Plans have been increased for an 11-story apartment complex at 2920 Shattuck Avenue in South Berkeley, Alameda County. The application has added a floor for a total of 242 dwelling units to the corner lot overlooking the Berkeley Bowl grocery store. NX Ventyres is responsible for the application.
The roughly 125-foot-tall structure is expected to yield around 131,600 square feet, including 127,860 square feet of housing and 3,720 square feet of ground-level retail space. Apartment sizes will vary somewhat, with 219 studios, nine one-bedrooms, 13 two-bedrooms, and a three-bedroom residence. Parking will be included for 68 bicycles and 13 vehicles. The complex will include a ground-level backyard garden and two rooftop decks open to residents.

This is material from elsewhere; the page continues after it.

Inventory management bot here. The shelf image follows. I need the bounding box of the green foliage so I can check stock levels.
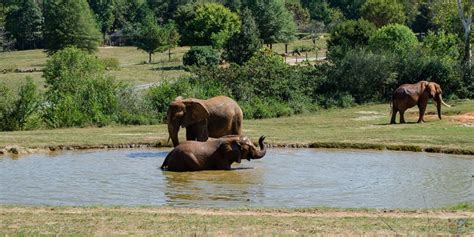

2920 Shattuck Avenue pedestrian view, rendering by SDT Architects

2920 Shattuck Avenue seen from across Ashby Avenue, rendering by SDT Architects
The development will include 30 units of affordable housing, of which 22 will be for very-low-income households and eight for moderate-income households. The inclusion of below-market-rate housing allowed the application to use the State Density Bonus law to increase residential capacity above base zoning with various waivers and concessions. For 2900 Shattuck Avenue, the application requested waivers for zoning rules related to open space, bicycle parking, height limits, front setbacks, lot coverage, and the floor area ratio.
Stackhouse De la Peña Trachtenberg Architects is responsible for the design. Facade materials will include wood-look siding and insulated panels. The exterior will feature a checker pattern and Juliet balconies.

2920 Shattuck Avenue corner retail view, rendering by SDT Architects

2920 Shattuck Avenue facade elevation, illustration by SDT Architects
The 0.45-acre property is located at the corner of Shattuck Avenue and Russell Street. Future residents will live across from the Berkeley Bowl grocery store and two blocks away from the Ashby BART Station.

2900 Shattuck Avenue site outlined, image via Google Satellite
Demolition will be required for two existing commercial structures and a surface parking lot. Construction is estimated to last around 16 months from groundbreaking to completion.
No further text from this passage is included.